Toreadors from Vasyukivka
- Cover of the Russian-language translation of the book
- Author: Vsevolod Nestayko
- Original title: Тореадори з Васюківки
- Language: Ukrainian
- Genre: Novel
- Published: 1972

= Toreadors from Vasyukivka =

1973 children's novel by Vsevolod Nestaiko

Toreadors from Vasyukivka (Тореадори з Васюківки; Bullfighters from Vasyukivka) is a humorous three-part children's novel written between 1963 and 1970 by the Ukrainian writer Vsevolod Nestayko. The book is considered one of the most prominent children's novels in contemporary Ukrainian literature and was translated in over 20 languages.

==Plot==
The novel consists of three episodes (published as separate stories): “The Adventures of Robinson Kukuruzo” (Ukrainian: «Пригоди Робінзона Кукурузо»), “The Stranger from Apartment Thirteen” (Ukrainian: «Незнайомець із тринадцятої квартири») and “The Secret of the Three Unknowns” (Ukrainian: «Таємниця трьох невідомих»). Each episode has its own logical narrative, connected to the other ones only through the main characters.

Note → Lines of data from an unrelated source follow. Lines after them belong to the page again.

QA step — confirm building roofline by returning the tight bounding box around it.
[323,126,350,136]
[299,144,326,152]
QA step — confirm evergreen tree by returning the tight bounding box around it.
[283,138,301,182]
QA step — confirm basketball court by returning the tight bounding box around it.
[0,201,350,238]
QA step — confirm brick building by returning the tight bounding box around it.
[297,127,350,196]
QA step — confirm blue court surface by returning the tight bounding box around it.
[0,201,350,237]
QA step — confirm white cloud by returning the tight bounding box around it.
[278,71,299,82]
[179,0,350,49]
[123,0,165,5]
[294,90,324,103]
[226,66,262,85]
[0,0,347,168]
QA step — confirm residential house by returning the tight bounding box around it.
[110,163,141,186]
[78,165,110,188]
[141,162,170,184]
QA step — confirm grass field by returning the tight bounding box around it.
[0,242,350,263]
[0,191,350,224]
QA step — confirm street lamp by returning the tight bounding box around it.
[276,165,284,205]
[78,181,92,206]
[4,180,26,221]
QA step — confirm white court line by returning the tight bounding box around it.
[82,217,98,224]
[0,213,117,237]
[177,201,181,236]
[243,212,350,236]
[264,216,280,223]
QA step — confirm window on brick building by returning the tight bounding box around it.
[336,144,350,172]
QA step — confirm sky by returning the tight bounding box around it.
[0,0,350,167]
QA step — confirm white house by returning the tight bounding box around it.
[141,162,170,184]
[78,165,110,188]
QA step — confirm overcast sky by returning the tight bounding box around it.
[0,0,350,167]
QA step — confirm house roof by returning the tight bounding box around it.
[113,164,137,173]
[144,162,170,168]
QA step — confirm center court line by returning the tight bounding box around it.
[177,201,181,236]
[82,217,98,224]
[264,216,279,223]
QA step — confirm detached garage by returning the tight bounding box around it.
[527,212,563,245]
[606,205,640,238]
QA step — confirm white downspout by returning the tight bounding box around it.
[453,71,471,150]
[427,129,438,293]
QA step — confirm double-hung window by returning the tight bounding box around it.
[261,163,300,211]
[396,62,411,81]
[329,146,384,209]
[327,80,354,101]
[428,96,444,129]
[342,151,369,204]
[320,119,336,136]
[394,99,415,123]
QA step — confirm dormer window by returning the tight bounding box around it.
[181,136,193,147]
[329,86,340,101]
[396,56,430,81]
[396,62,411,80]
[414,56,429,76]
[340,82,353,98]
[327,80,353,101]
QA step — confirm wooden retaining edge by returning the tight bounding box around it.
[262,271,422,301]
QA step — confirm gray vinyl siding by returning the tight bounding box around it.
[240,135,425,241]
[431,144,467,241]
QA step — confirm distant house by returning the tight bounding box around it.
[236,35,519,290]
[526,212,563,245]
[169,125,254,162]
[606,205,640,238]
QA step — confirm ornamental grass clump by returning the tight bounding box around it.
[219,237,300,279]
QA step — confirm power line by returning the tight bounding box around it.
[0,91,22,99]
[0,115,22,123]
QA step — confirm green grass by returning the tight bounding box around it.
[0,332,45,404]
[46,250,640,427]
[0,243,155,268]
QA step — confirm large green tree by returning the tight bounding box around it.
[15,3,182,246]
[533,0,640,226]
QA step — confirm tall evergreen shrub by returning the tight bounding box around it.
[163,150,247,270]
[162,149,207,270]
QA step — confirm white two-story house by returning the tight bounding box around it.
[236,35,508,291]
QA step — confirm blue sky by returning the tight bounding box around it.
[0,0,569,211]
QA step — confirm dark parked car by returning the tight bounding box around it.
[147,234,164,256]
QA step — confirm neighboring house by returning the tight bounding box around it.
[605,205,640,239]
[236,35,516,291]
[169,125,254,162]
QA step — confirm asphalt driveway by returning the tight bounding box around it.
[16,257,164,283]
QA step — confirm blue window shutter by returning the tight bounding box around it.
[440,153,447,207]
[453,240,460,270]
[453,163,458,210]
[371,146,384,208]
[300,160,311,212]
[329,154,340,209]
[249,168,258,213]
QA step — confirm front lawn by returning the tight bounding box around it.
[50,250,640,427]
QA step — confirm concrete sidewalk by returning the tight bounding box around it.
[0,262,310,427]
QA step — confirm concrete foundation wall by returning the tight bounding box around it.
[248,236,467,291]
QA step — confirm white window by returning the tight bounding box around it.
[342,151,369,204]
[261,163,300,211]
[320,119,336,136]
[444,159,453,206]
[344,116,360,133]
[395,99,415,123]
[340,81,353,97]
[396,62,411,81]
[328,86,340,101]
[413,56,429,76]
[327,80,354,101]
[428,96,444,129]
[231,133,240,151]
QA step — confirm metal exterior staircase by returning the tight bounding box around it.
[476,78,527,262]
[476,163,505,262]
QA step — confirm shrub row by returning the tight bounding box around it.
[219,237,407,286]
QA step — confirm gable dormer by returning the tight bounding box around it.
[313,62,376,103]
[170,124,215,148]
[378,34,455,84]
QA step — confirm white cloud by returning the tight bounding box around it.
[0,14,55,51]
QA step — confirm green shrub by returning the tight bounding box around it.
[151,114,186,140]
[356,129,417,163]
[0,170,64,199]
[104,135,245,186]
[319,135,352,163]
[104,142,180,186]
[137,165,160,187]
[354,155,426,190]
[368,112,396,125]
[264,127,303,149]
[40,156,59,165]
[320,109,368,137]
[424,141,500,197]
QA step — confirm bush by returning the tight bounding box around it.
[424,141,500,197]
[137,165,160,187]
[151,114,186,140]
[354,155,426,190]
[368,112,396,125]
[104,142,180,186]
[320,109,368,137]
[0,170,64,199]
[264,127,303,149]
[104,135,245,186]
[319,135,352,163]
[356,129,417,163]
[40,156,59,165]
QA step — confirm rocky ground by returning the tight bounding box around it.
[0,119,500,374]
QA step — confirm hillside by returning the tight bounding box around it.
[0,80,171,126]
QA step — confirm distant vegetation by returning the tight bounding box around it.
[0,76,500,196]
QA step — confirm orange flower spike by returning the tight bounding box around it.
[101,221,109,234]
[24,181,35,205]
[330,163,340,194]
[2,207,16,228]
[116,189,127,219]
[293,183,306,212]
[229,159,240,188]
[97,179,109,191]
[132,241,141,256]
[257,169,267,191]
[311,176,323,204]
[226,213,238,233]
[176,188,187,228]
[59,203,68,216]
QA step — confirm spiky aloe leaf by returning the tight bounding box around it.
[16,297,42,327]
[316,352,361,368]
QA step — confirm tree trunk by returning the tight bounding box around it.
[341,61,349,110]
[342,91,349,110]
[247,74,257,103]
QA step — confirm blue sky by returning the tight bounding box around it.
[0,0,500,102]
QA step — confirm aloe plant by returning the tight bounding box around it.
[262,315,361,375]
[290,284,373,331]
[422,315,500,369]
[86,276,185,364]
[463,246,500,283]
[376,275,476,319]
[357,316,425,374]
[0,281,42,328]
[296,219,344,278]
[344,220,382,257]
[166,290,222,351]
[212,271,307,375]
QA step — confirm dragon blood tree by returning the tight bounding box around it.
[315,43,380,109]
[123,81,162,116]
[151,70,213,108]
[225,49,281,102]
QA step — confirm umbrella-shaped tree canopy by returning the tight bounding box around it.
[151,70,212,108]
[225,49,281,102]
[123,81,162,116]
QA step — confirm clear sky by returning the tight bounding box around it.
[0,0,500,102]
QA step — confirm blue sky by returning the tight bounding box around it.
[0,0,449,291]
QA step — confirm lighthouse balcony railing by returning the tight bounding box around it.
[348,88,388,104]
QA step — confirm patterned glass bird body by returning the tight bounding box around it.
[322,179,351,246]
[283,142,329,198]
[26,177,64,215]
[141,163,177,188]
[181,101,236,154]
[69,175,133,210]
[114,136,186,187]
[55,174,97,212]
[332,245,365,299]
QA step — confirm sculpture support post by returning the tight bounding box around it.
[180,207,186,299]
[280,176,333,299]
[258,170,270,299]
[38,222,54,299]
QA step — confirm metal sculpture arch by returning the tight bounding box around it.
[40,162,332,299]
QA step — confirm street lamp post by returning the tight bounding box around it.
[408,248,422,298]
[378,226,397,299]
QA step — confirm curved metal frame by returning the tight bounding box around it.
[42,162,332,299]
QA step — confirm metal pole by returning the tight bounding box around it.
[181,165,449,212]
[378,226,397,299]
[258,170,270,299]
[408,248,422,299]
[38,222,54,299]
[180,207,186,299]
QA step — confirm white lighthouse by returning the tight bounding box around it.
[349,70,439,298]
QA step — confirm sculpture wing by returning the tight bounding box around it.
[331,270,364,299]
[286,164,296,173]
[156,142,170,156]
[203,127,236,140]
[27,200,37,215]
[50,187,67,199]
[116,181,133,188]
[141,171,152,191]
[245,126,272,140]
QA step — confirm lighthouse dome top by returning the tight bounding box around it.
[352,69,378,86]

The main characters of the book are Ukrainian schoolboys from the village of Vasyukivka – Pavlusha Zavgorodniy (in early editions – Kryvorotko) and Yava (Ivan) Ren. The brave Yava and the more calm and reasonable Pavlusha are united by a sincere desire to become famous throughout the world. To achieve this, throughout the trilogy they attempt to become toreadors, catch foreign spies in their village, conquer Kyiv, and many other adventures. The main message of the book is true friendship, self-sacrifice, and readiness to help someone in need.

==History==
According to the author: “Vasyl Evdokimenko, an artist who designed my books, once told me a story about students who got lost in a cornfield and managed to get out only when the radio on a pole in the village went on. That's how I wrote the story 'Adventure in the Cornfield,' where Yava and Pavlusha, the protagonists of the entire trilogy 'Toreadors from Vasyukivka,' appeared for the first time”.

The first story in the trilogy was published in 1964, and the whole novel appeared as one book in 1972. After the Soviet Union collapse, the book was republished in a new edition, where the author removed the ideological Soviet layers, removed some outdated details that are incomprehensible to the modern reader, and added new storylines.

The book was translated in over 20 languages and is part of school curriculum in Ukraine.

==Film adaptation==
In 1965, the Kharkiv Television Studio shot an eponymous film based on the book's first episode. The film adaptation was successful not only in the USSR, but also at foreign film festivals. The adaptation received multiple awards: Grand Prize at the International Film Festival in Munich (1968), the main prize at the International Film Festival in Austria and the main prize at the International Festival in Alexandria (Australia, 1969).

A new film adaptation was announced in 2024.